背景には米中摩擦、世界同時株安、トランプ政権のイラン石油制裁、サウジ記者殺害事件、飛び交うOPEC解体の噂など、さまざまなファクターが複雑に入り組んでいる。

1バレル76ドルでピークアウトし現在50ドル割れへ

北米の代表的な原油価格であるWTI*1価格は、昨2017年は年間を通して1バレル40~50ドル台で推移していたが、年末に60ドル台乗せすると、2018年もじりじりと上げ5月初めには70ドル台に上昇。その後は4ヵ月の間しばらく60~70ドル台を往復、10/3につけた76ドル超に達したのをピークに下げに入った。
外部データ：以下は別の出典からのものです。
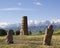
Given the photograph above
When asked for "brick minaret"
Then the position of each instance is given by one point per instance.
(9, 38)
(24, 26)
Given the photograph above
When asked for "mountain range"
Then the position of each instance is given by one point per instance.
(33, 26)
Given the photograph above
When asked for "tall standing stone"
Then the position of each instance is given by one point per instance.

いったん下降状況に入るとあっという間に下げ足を速め、ピークアウトして2週間後の10/17には60ドル台に突入、さらに11月中旬には50ドル台、直近の12/17には49.9ドル、12/18は46.2ドルとまだ下げ止まっていない。要するに、18年入りして後の価格推移を振り返ってみると、年初から約20%高騰し、その後ざっと4割下げた、という経過になる。

日常生活では、ガソリン価格の上昇が止まり、クルマ利用者のホッとした表情がテレビで映し出されるようになった。資源エネルギー庁が直近の12/12発表した全国のガソリンの平均価格(レギュラー、1リットル当たり)は149.3円と、7週連続の値下がりとなっている。150円を割り込んだのは5/21以来、約7ヵ月ぶりのことだ。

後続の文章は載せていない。